Adhering to convention isn’t always a minus. Even though NBC is offering viewers the chance to watch all of Aquarius online at once, this is still very much a 13-episode TV show, not a 10-hour movie. Creator John McNamara has been in the business since the ’80s, working on genre series both offbeat (Profit) and mainstream (Prime Suspect), and he knows his craft. Aquarius is handsome—with moody lighting and fluid camerawork—and has a network TV rhythm, with shorter, snappier scenes than most prestige cable dramas. Just about any episode could be watched as a drop-in, given that the “previously on Aquarius” clips at the start of each week pretty much repeat the same information. (If someone did want to try just one Aquarius, the best is the Christmas episode, where Tully sees two of her colleagues get shot in front of her and tries to reconstruct the crime in her memory.)

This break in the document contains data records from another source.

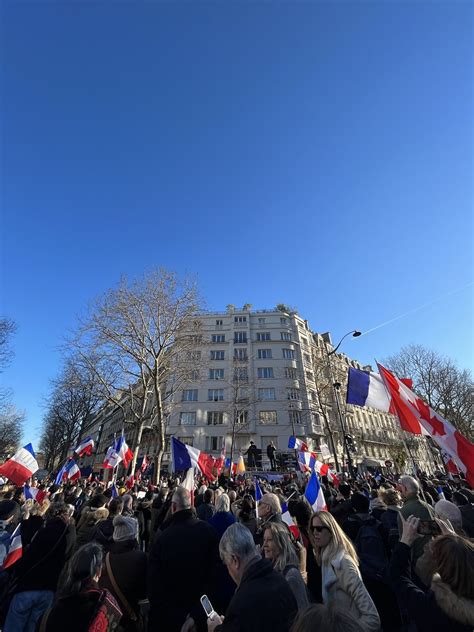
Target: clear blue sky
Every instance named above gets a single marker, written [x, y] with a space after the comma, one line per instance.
[319, 154]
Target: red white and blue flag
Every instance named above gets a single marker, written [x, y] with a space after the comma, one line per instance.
[21, 466]
[314, 493]
[72, 471]
[297, 444]
[33, 493]
[85, 447]
[15, 549]
[185, 456]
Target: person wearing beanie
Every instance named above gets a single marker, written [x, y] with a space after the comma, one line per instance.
[125, 571]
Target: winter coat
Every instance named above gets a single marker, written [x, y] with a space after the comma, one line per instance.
[413, 506]
[263, 602]
[205, 511]
[293, 576]
[87, 529]
[435, 610]
[43, 561]
[182, 566]
[129, 568]
[221, 520]
[342, 585]
[467, 513]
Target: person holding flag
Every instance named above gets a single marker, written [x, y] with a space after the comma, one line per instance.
[342, 583]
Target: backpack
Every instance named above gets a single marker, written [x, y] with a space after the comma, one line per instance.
[370, 547]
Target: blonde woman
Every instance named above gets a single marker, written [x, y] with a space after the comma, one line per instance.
[342, 584]
[278, 548]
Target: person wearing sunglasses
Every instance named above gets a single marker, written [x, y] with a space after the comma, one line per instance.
[342, 584]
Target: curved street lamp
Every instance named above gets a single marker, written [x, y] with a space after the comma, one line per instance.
[336, 386]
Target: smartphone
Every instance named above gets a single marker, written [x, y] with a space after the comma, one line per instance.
[428, 527]
[208, 609]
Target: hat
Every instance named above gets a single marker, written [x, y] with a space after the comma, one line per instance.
[125, 528]
[8, 508]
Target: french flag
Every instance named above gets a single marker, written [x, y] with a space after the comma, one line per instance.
[365, 388]
[21, 466]
[297, 444]
[85, 447]
[314, 494]
[72, 471]
[15, 549]
[307, 461]
[33, 493]
[184, 457]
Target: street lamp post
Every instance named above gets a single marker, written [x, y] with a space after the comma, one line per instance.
[336, 386]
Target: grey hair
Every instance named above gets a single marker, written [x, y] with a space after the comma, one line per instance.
[223, 503]
[410, 483]
[237, 540]
[181, 498]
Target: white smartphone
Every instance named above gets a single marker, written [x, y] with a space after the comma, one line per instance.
[208, 609]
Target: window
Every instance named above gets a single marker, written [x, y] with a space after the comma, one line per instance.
[240, 354]
[193, 355]
[266, 394]
[216, 374]
[187, 419]
[215, 394]
[217, 355]
[214, 443]
[215, 418]
[295, 416]
[293, 393]
[241, 374]
[267, 417]
[189, 395]
[243, 417]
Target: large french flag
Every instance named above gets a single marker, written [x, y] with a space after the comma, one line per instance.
[365, 388]
[185, 456]
[15, 549]
[297, 444]
[314, 494]
[85, 447]
[21, 466]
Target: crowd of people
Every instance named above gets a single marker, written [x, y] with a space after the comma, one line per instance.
[391, 555]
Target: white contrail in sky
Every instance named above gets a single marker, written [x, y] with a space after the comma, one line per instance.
[417, 309]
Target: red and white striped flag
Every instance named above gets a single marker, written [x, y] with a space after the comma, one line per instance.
[415, 414]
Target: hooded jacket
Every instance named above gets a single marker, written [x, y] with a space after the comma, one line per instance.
[436, 610]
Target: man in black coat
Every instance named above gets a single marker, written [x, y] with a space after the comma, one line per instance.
[264, 601]
[182, 567]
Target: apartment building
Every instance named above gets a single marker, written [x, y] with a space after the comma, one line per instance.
[263, 376]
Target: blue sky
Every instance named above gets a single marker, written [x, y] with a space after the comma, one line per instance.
[318, 154]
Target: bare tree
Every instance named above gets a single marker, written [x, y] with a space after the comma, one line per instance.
[140, 340]
[11, 428]
[437, 380]
[75, 396]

Then again, a cable version of Aquarius might’ve been able to do more justice to the Manson material, which in NBC’s version comes off as both overly tame and more than a little sleazy. This show has a pretty good handle on the significance of its milieu, and offers moments of real poignance and profundity when the older generation tries to figure out whether they can still rely on the justice system to help shelter and correct kids who’d rather be “free.” The key to Duchovny’s portrayal of Hodiak is that the character can look at Shafe—or his own son—and can remember what it’s like to be 25 and self-righteous. Hodiak’s worldview is that people are “never the worst thing they say or the best thing they do”; Aquarius follows through on that with a take on the ’60s generation gap that’s refreshingly sympathetic to both sides.

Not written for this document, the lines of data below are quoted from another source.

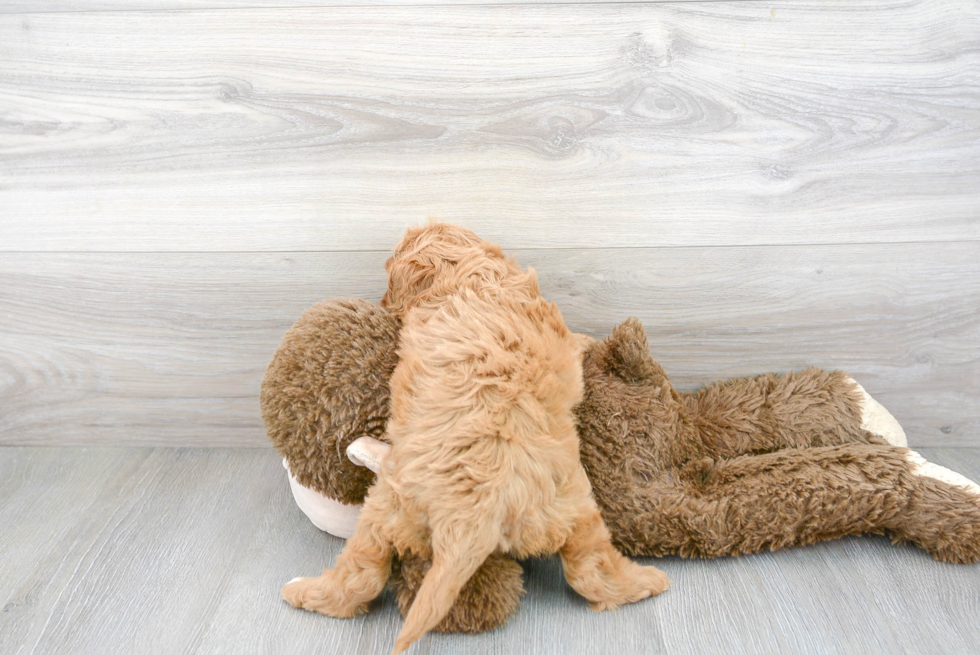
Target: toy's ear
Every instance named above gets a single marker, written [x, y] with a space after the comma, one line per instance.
[628, 354]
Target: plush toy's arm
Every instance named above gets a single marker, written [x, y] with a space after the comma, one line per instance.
[799, 496]
[798, 410]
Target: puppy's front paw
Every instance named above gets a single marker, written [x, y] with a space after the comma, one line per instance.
[321, 595]
[643, 582]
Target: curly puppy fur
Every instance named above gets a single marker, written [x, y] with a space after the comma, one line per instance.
[485, 456]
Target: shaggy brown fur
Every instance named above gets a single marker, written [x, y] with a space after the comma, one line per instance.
[741, 466]
[327, 385]
[484, 451]
[751, 464]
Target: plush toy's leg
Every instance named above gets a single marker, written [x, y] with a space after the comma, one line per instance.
[487, 600]
[797, 410]
[361, 570]
[795, 497]
[944, 516]
[878, 420]
[597, 571]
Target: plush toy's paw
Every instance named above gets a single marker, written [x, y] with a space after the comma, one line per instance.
[877, 419]
[369, 452]
[644, 582]
[322, 595]
[921, 466]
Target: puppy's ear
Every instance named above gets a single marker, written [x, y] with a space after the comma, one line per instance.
[628, 354]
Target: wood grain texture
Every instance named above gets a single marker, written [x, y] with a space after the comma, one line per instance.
[45, 6]
[543, 126]
[185, 550]
[170, 349]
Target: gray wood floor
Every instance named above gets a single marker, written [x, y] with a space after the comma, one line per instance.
[139, 550]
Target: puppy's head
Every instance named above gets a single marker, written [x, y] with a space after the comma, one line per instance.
[429, 253]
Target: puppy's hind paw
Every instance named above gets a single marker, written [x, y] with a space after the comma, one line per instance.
[645, 582]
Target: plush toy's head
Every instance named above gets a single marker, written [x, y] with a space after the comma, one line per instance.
[326, 386]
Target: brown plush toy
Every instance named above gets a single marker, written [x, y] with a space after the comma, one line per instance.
[739, 467]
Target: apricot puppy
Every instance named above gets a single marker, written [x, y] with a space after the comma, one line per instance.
[484, 456]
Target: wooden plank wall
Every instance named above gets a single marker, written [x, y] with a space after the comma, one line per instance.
[766, 185]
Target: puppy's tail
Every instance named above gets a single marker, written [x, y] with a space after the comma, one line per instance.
[457, 553]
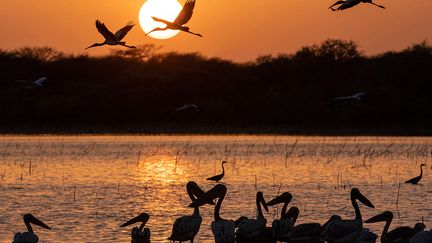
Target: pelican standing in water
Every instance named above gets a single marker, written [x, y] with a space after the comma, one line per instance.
[254, 230]
[183, 18]
[141, 234]
[344, 4]
[186, 228]
[347, 231]
[29, 236]
[398, 235]
[223, 229]
[110, 38]
[417, 179]
[217, 178]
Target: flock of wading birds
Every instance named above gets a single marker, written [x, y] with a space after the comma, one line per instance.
[284, 229]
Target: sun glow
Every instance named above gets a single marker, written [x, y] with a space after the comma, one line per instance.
[164, 9]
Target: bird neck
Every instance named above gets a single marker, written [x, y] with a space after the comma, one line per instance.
[217, 216]
[386, 226]
[260, 214]
[28, 225]
[356, 208]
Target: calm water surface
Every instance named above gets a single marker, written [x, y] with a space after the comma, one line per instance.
[84, 187]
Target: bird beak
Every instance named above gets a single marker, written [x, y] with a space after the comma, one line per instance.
[31, 219]
[280, 199]
[140, 218]
[378, 218]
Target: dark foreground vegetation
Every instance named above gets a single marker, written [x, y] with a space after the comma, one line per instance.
[137, 90]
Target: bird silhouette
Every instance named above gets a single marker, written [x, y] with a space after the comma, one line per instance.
[183, 18]
[110, 38]
[417, 179]
[29, 236]
[38, 82]
[217, 178]
[351, 3]
[141, 234]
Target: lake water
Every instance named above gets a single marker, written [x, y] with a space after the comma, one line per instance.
[84, 187]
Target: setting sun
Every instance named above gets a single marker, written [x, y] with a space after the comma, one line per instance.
[165, 9]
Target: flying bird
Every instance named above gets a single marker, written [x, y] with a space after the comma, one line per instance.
[351, 3]
[110, 38]
[39, 82]
[29, 236]
[417, 179]
[183, 18]
[141, 234]
[219, 177]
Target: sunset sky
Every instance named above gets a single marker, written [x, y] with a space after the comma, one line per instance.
[239, 30]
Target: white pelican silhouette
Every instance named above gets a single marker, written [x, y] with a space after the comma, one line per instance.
[253, 230]
[398, 235]
[29, 236]
[183, 18]
[110, 38]
[186, 228]
[351, 3]
[223, 229]
[39, 82]
[141, 234]
[219, 177]
[347, 231]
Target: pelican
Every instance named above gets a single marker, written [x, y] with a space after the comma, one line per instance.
[38, 82]
[344, 4]
[417, 179]
[141, 234]
[186, 228]
[110, 38]
[398, 235]
[253, 230]
[183, 18]
[282, 228]
[223, 229]
[217, 178]
[347, 231]
[422, 237]
[352, 98]
[29, 236]
[188, 107]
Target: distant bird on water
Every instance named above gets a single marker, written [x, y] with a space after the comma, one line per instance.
[352, 98]
[110, 38]
[183, 18]
[417, 179]
[188, 107]
[141, 234]
[351, 3]
[217, 178]
[39, 82]
[29, 236]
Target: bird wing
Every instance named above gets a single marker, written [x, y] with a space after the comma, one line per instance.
[40, 81]
[121, 33]
[186, 14]
[104, 31]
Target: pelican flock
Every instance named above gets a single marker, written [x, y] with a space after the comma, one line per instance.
[178, 24]
[110, 38]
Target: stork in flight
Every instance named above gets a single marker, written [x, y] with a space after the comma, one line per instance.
[110, 38]
[183, 18]
[344, 4]
[39, 82]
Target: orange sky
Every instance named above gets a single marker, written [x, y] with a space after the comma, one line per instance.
[235, 29]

But then there’s that damn Manson, spoiling everything again. Even beyond the weirdness of characters casually referring to “Charlie Manson” as though he were Joe Anybody, Aquarius struggles with how to integrate the Manson family into the action without diminishing the evil still to come. It’s most successful when it sticks to the small details, like the squalid conditions of the Manson compound, or how touchy he could be about his rock-star dreams. It’s less effective when it’s making Manson into a dark criminal mastermind, growing in power episode by episode. There’s something genuinely thoughtful in Aquarius’ vision of a late ’60s Los Angeles defined by tribalism, where everyone’s looking for a comfortable place where their vices will be accepted—be they three-martini lunches, gay cruising, LSD, or common bigotry. But not all vices are equal, which is a point Aquarius makes too bluntly by throwing a Manson into the mix.